Re: [PATCH 02/19] riscv: cpufeature: Fix thead vector hwcap removal

From: Charlie Jenkins
Date: Fri Apr 12 2024 - 16:34:57 EST


On Fri, Apr 12, 2024 at 08:26:12PM +0100, Conor Dooley wrote:
> On Fri, Apr 12, 2024 at 11:46:21AM -0700, Charlie Jenkins wrote:
> > On Fri, Apr 12, 2024 at 07:38:04PM +0100, Conor Dooley wrote:
> > > On Fri, Apr 12, 2024 at 10:04:17AM -0700, Evan Green wrote:
> > > > On Fri, Apr 12, 2024 at 3:26 AM Conor Dooley <conor.dooley@xxxxxxxxxxxxx> wrote:
> > > > >
> > > > > On Thu, Apr 11, 2024 at 09:11:08PM -0700, Charlie Jenkins wrote:
> > > > > > The riscv_cpuinfo struct that contains mvendorid and marchid is not
> > > > > > populated until all harts are booted which happens after the DT parsing.
> > > > > > Use the vendorid/archid values from the DT if available or assume all
> > > > > > harts have the same values as the boot hart as a fallback.
> > > > > >
> > > > > > Fixes: d82f32202e0d ("RISC-V: Ignore V from the riscv,isa DT property on older T-Head CPUs")
> > > > >
> > > > > If this is our only use case for getting the mvendorid/marchid stuff
> > > > > from dt, then I don't think we should add it.

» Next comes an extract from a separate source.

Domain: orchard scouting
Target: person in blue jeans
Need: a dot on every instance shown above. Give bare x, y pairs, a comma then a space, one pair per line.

None of the devicetrees
> > > > > that the commit you're fixing here addresses will have these properties
> > > > > and if they did have them, they'd then also be new enough to hopefully
> > > > > not have "v" either - the issue is they're using whatever crap the
> > > > > vendor shipped.
> > > > > If we're gonna get the information from DT, we already have something
> > > > > that we can look at to perform the disable as the cpu compatibles give
> > > > > us enough information to make the decision.
> > > > >
> > > > > I also think that we could just cache the boot CPU's marchid/mvendorid,
> > > > > since we already have to look at it in riscv_fill_cpu_mfr_info(), avoid
> > > > > repeating these ecalls on all systems.
> > > > >
> > > > > Perhaps for now we could just look at the boot CPU alone? To my
> > > > > knowledge the systems that this targets all have homogeneous
> > > > > marchid/mvendorid values of 0x0.
> > > >
> > > > It's possible I'm misinterpreting, but is the suggestion to apply the
> > > > marchid/mvendorid we find on the boot CPU and assume it's the same on
> > > > all other CPUs? Since we're reporting the marchid/mvendorid/mimpid to
> > > > usermode in a per-hart way, it would be better IMO if we really do
> > > > query marchid/mvendorid/mimpid on each hart. The problem with applying
> > > > the boot CPU's value everywhere is if we're ever wrong in the future
> > > > (ie that assumption doesn't hold on some machine), we'll only find out
> > > > about it after the fact. Since we reported the wrong information to
> > > > usermode via hwprobe, it'll be an ugly userspace ABI issue to clean
> > > > up.
> > >
> > > You're misinterpreting, we do get the values on all individually as
> > > they're brought online. This is only used by the code that throws a bone
> > > to people with crappy vendor dtbs that put "v" in riscv,isa when they
> > > support the unratified version.
> >
> > Not quite,
>
> Remember that this patch stands in isolation and the justification given
> in your commit message does not mention anything other than fixing my
> broken patch.

Fixing the patch in the simplest sense would be to eagerly get the
mvendorid/marchid without using the cached version. But this assumes
that all harts have the same mvendorid/marchid. This is not something
that I am strongly attached to. If it truly is detrimental to Linux to
allow a user a way to specify different vendorids for different harts
then I will remove that code.

- Charlie

>
> > the alternatives are patched before the other cpus are
> > booted, so the alternatives will have false positives resulting in
> > broken kernels.
>
> Over-eagerly disabling vector isn't going to break any kernels and
> really should not break a behaving userspace either.
> Under-eagerly disabling it (in a way that this approach could solve) is
> only going to happen on a system where the boot hart has non-zero values
> and claims support for v but a non-boot hart has zero values and
> claims support for v but actually doesn't implement the ratified version.
> If the boot hart doesn't support v, then we currently disable the
> extension as only homogeneous stuff is supported by Linux. If the boot
> hart claims support for "v" but doesn't actually implement the ratified
> version neither the intent of my original patch nor this fix for it are
> going to help avoid a broken kernel.
>
> I think we do have a problem if the boot cpu having some erratum leads
> to the kernel being patched in a way that does not work for the other
> CPUs on the system, but I don't think this series addresses that sort of
> issue at all as you'd be adding code to the pi section if you were fixing
> it. I also don't think we should be making pre-emptive changes to the
> errata patching code either to solve that sort of problem, until an SoC
> shows up where things don't work.
> Cheers,
> Conor.